PEGylated multi-walled carbon nanotubes as versatile vector for tumor-specific intracellular triggered release with enhanced anti-cancer efficiency: Optimization of length and PEGylation degree

Abstract

PEGylated multi-walled carbon nanotubes (PEG-MWCNTs) were optimized as versatile vector for tumor-specific intracellular triggered release of doxorubicin (DOX), based on the effect of their length and PEGylation degree on the cytotoxicity and DOX-loading capacity. The length and surface carboxyl groups of the carboxylated multi-walled carbon nanotubes (CMWCNTs) were easily tailored by adjusting the oxidation time.

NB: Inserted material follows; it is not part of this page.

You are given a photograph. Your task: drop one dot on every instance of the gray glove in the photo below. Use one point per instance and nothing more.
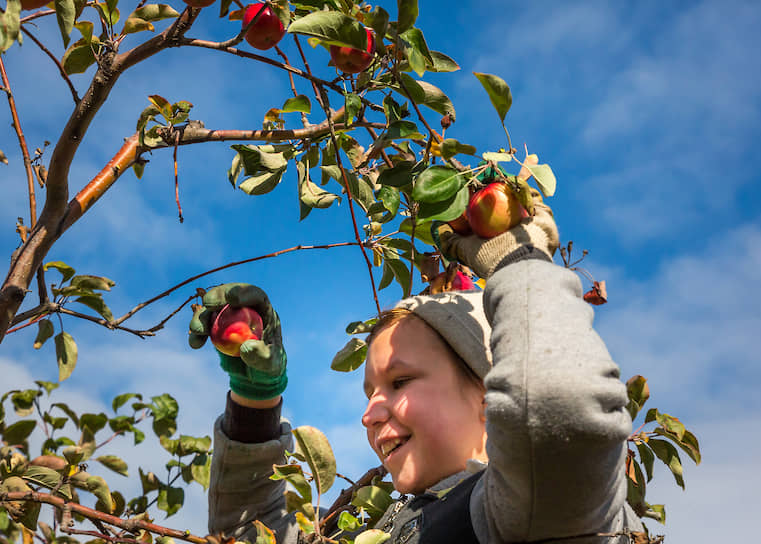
(484, 256)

The longer CMWCNTs or those with high carboxyl group content showed obvious cytotoxicity, while the PEG-MWCNTs ≤ 300 nm showed better cytocompatibility. The PEG-MWCNTs-3 of about 300 nm was selected as drug delivery vector, possessing a high drug-loading capacity of 0.55 mg/mg. They released DOX rapidly under lower pH media mimicking the tumor microenvironment with cumulative release of 57% within 24 h, while the premature leakage under the simulated physiological condition was only 10%. The WST-1 assays demonstrated the DOX-loaded PEG-MWCNTs-3 exhibited the enhanced inhibitory efficiency against HepG2 cells, in comparison with free DOX.

Keywords: Drug delivery system; Length; Multi-walled carbon nanotubes; PEGylation degree; Tumor-specific intracellular triggered release.